Quelle est l'époque de la fermentation? Le mouvement des soldats, l'appareil militaire de la séance royale. Avant, tout était tranquille; l'agitation a commencé dans cette triste et mémorable journée. Est-ce donc à nous qu'il faut s'en prendre, si le peuple qui nous a observés, a murmuré, s'il a conçu des alarmes lorsqu'il a vu les instrumens de la violence dirigés, non-seulement contre lui, mais contre une assemblée qui doit être libre pour s'occuper avec liberté de toutes les causes de ses gémissemens? Comment le peuple ne s'agiterait-il pas, lorsqu'on lui inspire des craintes contre le seul espoir qui lui reste? Ne sait-il pas que si nous ne brisons ses fers, nous les aurons rendus plus pesans, nous aurons livrés sans défense nos concitoyens à la verge impitoyable de leurs ennemis, nous aurons ajouté à l'insolence du triomphe de ceux qui les dépouillent et qui les insultent?

Que les conseillers de ces mesures désastreuses nous disent encore s'ils sont sûrs de conserver dans sa sévérité la discipline militaire, de prévenir tous les effets de l'éternelle jalousie entre les troupes nationales et les troupes étrangères, de réduire les

soldats français à n'être que de purs automates, à les séparer d'intérêts, de pensées, de sentimens d'avec leurs concitoyens? Quelle imprudence dans leur système de les rapprocher du lieu de nos assemblées, de les électriser par le contact de la capitale, de les intéresser à nos discussions politiques?
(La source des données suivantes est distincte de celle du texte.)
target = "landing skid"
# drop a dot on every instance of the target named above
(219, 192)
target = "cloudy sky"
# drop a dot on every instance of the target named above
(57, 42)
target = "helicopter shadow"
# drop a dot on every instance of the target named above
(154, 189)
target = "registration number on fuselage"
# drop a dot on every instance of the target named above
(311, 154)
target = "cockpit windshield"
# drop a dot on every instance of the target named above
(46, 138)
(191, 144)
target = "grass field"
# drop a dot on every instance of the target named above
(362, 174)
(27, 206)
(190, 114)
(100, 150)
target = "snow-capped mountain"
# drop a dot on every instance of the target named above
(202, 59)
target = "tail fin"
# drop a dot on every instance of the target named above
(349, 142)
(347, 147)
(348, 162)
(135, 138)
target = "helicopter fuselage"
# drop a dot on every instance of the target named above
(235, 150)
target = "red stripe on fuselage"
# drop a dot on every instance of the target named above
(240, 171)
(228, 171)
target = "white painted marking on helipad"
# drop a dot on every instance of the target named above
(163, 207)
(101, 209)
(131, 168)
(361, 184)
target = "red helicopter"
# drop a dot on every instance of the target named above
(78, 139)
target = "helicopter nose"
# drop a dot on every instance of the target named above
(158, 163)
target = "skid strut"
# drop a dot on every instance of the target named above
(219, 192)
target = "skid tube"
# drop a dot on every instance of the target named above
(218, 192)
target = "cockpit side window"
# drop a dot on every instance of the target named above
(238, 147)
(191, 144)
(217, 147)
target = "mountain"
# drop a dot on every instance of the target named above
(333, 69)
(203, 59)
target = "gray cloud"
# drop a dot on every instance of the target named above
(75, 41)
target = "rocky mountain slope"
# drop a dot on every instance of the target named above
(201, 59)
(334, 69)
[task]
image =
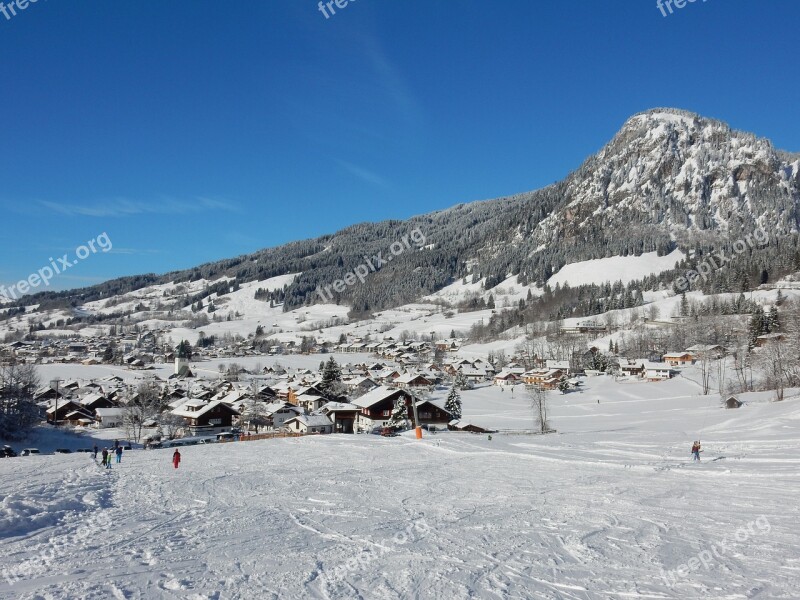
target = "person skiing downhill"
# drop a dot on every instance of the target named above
(696, 451)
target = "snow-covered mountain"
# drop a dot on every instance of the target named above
(670, 182)
(679, 173)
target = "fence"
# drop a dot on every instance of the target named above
(267, 436)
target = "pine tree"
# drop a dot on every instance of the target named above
(331, 375)
(399, 417)
(757, 325)
(684, 305)
(453, 403)
(773, 324)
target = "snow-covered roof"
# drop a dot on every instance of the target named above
(312, 420)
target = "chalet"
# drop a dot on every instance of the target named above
(562, 365)
(280, 412)
(431, 412)
(309, 424)
(633, 368)
(466, 426)
(108, 417)
(360, 385)
(713, 350)
(447, 345)
(657, 371)
(504, 378)
(412, 380)
(94, 401)
(473, 374)
(342, 414)
(211, 417)
(768, 338)
(733, 402)
(678, 359)
(377, 406)
(65, 407)
(545, 379)
(583, 327)
(311, 402)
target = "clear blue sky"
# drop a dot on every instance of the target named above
(191, 131)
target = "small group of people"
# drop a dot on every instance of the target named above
(105, 457)
(696, 450)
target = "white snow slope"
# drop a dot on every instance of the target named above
(615, 268)
(606, 508)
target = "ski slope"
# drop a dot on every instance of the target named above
(605, 508)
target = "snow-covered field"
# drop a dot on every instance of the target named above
(609, 507)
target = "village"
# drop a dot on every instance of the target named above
(390, 385)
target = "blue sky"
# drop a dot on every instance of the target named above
(190, 131)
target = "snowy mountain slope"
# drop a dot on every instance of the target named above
(617, 268)
(610, 507)
(668, 180)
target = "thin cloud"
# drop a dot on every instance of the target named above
(122, 207)
(364, 174)
(394, 84)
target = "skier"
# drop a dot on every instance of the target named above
(696, 450)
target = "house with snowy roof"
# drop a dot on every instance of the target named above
(309, 424)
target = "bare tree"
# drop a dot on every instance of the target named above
(170, 424)
(722, 365)
(539, 407)
(705, 371)
(18, 412)
(143, 407)
(774, 366)
(255, 414)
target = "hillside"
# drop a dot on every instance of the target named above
(669, 182)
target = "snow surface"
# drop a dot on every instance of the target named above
(615, 268)
(603, 509)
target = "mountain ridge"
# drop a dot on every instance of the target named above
(669, 178)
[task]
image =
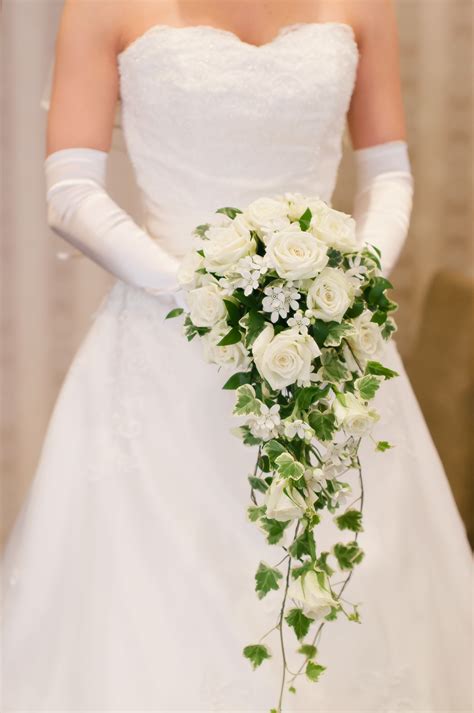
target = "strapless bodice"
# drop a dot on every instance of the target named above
(210, 120)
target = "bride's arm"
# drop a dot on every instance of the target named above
(79, 135)
(384, 180)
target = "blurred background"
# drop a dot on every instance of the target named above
(47, 304)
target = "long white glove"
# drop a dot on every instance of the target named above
(383, 198)
(82, 212)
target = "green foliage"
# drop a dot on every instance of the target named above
(266, 579)
(375, 367)
(304, 545)
(367, 386)
(200, 230)
(348, 555)
(238, 379)
(256, 653)
(350, 520)
(383, 446)
(299, 622)
(232, 337)
(323, 424)
(314, 671)
(174, 313)
(258, 484)
(308, 650)
(274, 529)
(231, 212)
(247, 402)
(288, 467)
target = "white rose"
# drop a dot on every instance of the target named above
(226, 244)
(206, 305)
(366, 341)
(335, 228)
(355, 416)
(286, 358)
(233, 355)
(265, 215)
(188, 278)
(330, 295)
(311, 591)
(296, 254)
(283, 501)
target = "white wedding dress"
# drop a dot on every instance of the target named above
(129, 576)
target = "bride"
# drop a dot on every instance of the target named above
(129, 573)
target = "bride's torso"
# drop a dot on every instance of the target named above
(211, 120)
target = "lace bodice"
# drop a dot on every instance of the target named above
(211, 121)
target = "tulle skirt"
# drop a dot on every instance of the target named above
(129, 575)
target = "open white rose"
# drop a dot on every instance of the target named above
(235, 356)
(330, 295)
(296, 254)
(355, 417)
(283, 501)
(206, 305)
(286, 358)
(311, 592)
(335, 228)
(188, 278)
(226, 244)
(265, 215)
(366, 341)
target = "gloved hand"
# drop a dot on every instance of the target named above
(383, 198)
(81, 211)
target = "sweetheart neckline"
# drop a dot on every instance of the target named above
(229, 33)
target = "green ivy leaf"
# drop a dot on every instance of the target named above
(368, 386)
(323, 424)
(231, 212)
(375, 367)
(256, 653)
(348, 555)
(236, 380)
(350, 520)
(299, 622)
(383, 446)
(314, 671)
(174, 313)
(288, 467)
(304, 545)
(274, 529)
(246, 401)
(322, 564)
(258, 484)
(266, 579)
(308, 650)
(232, 337)
(255, 512)
(200, 230)
(273, 449)
(309, 395)
(305, 219)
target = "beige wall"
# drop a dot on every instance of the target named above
(47, 304)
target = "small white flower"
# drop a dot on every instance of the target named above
(297, 427)
(265, 425)
(279, 299)
(300, 321)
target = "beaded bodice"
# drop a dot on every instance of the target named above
(210, 120)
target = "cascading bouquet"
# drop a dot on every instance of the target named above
(281, 293)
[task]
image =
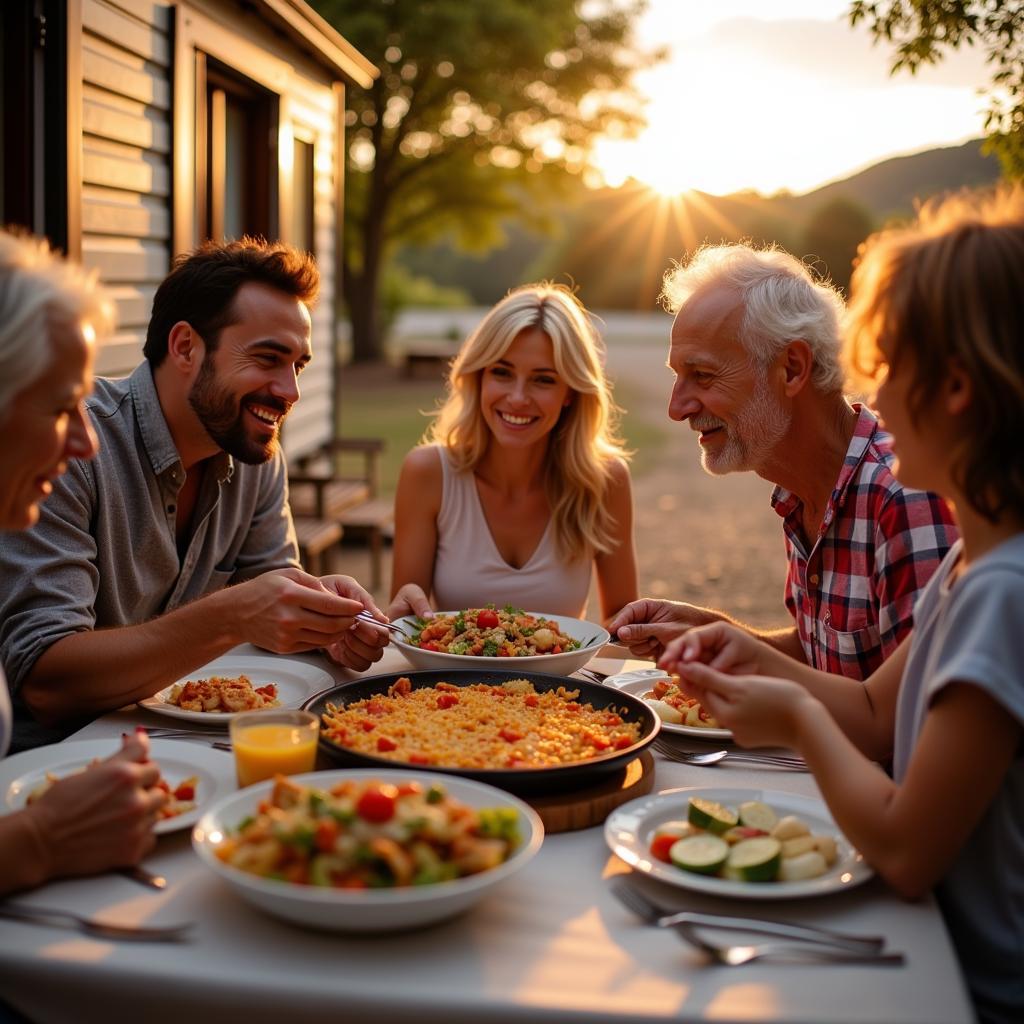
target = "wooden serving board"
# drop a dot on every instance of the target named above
(584, 808)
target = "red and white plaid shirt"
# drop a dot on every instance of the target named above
(852, 595)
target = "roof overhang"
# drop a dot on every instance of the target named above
(325, 44)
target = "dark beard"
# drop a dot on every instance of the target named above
(223, 419)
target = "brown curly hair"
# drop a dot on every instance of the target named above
(949, 290)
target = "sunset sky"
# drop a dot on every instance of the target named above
(781, 95)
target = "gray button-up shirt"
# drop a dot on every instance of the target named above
(103, 552)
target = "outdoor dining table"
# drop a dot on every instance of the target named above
(551, 944)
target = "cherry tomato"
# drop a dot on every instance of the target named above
(377, 804)
(660, 846)
(327, 833)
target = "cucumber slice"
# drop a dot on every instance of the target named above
(714, 817)
(758, 815)
(756, 859)
(704, 854)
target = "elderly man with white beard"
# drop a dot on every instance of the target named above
(756, 353)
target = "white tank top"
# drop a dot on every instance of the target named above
(469, 570)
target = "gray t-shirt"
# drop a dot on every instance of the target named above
(104, 553)
(972, 631)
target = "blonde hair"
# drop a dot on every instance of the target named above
(780, 298)
(37, 283)
(948, 290)
(584, 444)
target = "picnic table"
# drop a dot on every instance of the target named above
(551, 944)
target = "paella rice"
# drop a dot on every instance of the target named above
(223, 693)
(478, 726)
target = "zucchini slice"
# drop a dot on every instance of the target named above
(704, 854)
(756, 859)
(714, 817)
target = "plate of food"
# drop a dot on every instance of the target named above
(523, 731)
(747, 844)
(217, 691)
(679, 714)
(393, 849)
(194, 776)
(477, 638)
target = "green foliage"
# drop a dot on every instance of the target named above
(482, 112)
(923, 30)
(830, 239)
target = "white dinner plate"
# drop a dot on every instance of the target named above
(639, 681)
(296, 682)
(630, 828)
(592, 636)
(22, 773)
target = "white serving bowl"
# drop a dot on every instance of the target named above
(373, 909)
(556, 665)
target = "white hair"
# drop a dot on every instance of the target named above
(781, 302)
(37, 283)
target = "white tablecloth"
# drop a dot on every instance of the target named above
(551, 944)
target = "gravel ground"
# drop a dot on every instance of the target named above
(712, 541)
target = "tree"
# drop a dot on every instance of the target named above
(923, 30)
(832, 236)
(480, 112)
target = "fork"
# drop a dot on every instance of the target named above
(735, 955)
(644, 907)
(707, 758)
(98, 929)
(392, 627)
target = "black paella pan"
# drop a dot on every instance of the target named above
(551, 778)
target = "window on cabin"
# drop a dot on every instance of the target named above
(236, 156)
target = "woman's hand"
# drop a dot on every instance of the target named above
(721, 645)
(647, 626)
(761, 711)
(410, 600)
(99, 818)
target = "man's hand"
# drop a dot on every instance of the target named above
(646, 626)
(410, 601)
(363, 643)
(99, 818)
(720, 645)
(288, 610)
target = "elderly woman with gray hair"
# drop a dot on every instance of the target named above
(50, 314)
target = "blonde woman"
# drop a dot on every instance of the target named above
(520, 489)
(50, 313)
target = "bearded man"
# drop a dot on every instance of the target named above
(176, 543)
(756, 353)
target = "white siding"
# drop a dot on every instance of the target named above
(127, 153)
(126, 174)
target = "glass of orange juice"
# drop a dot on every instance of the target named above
(271, 742)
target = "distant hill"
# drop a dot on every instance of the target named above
(889, 188)
(615, 244)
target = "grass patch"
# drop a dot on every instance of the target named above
(389, 407)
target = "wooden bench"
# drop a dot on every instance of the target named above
(318, 494)
(373, 517)
(315, 537)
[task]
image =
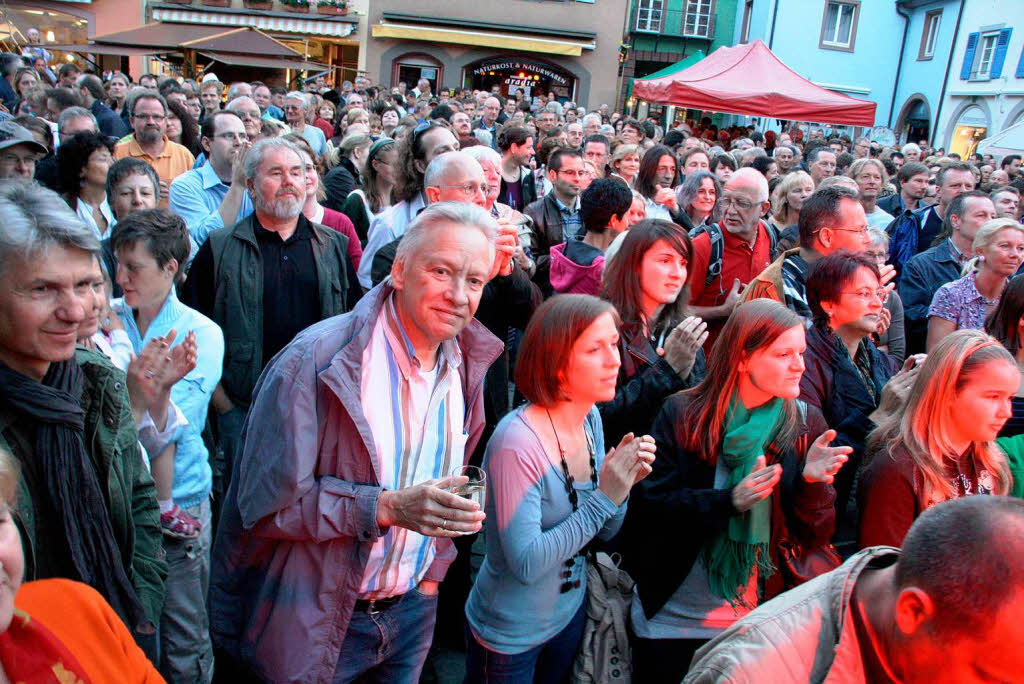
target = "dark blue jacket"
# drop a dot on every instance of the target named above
(833, 383)
(922, 278)
(904, 233)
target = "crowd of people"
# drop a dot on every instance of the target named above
(259, 346)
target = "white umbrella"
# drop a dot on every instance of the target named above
(1007, 141)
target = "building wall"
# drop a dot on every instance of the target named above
(923, 79)
(865, 73)
(596, 70)
(999, 100)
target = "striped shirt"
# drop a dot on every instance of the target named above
(416, 418)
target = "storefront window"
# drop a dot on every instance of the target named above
(43, 26)
(411, 68)
(971, 129)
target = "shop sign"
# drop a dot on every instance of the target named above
(521, 69)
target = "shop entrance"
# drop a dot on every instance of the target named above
(527, 76)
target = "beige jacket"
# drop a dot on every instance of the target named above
(804, 635)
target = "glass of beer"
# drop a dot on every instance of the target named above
(474, 488)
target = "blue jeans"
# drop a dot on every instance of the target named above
(186, 654)
(551, 663)
(389, 646)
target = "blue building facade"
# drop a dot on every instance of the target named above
(895, 53)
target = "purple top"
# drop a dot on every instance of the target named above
(961, 302)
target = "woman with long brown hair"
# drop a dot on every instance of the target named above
(659, 345)
(738, 471)
(551, 490)
(941, 443)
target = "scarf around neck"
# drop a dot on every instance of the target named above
(72, 488)
(734, 553)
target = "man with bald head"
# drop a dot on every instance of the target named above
(249, 112)
(832, 219)
(488, 119)
(454, 176)
(745, 251)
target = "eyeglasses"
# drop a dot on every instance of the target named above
(12, 160)
(470, 188)
(741, 203)
(867, 295)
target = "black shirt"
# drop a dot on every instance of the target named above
(930, 230)
(291, 289)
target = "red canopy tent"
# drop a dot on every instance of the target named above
(751, 80)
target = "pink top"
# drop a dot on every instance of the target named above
(343, 224)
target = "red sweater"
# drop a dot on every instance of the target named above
(343, 224)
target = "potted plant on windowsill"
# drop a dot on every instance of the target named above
(332, 6)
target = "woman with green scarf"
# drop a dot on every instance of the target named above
(741, 465)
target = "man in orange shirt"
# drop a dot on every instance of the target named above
(150, 143)
(747, 250)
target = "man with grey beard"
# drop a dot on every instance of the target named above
(270, 275)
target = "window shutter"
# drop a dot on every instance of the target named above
(972, 47)
(1001, 43)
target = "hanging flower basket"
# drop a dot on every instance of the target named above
(336, 7)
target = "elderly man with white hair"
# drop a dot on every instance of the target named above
(296, 108)
(729, 254)
(911, 153)
(265, 279)
(342, 538)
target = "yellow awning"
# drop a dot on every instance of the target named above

Non, malgré le dévoûment aveugle de l'obéissance militaire, ils n'oublieront pas ce que nous sommes, ils verront en nous leurs parens, leurs amis, leur famille occupée de leurs intérêts les plus précieux; car ils font partie de cette nation qui nous a confié le soin de sa liberté, de sa propriété, de son honneur. Non, de tels hommes, non, des Français ne feront jamais l'abandon total de leurs facultés intellectuelles; ils ne croiront jamais que le devoir est de frapper sans s'enquérir quelles sont les victimes.

Ces soldats bientôt unis et séparés par des dénominations qui deviennent le signal des partis ; ces soldats dont le métier est de manier les armes, ne savent, dans toutes leurs rixes, que recourir au seul instrument dont ils connaissent la puissance. De là naissent des combats d'homme à homme, bientôt de régiment à régiment, bientôt des troupes nationales aux troupes étrangères, le soulèvement est dans tous les coeurs, la sédition marche tête levée; on est obligé, par faiblesse, de voiler la loi militaire, et la discipline est énervée. Le plus affreux désordre menace la société; tout est à craindre de ces légions qui, après être sorties du devoir, ne voient plus leur sûreté que dans la terreur qu'elles inspirent.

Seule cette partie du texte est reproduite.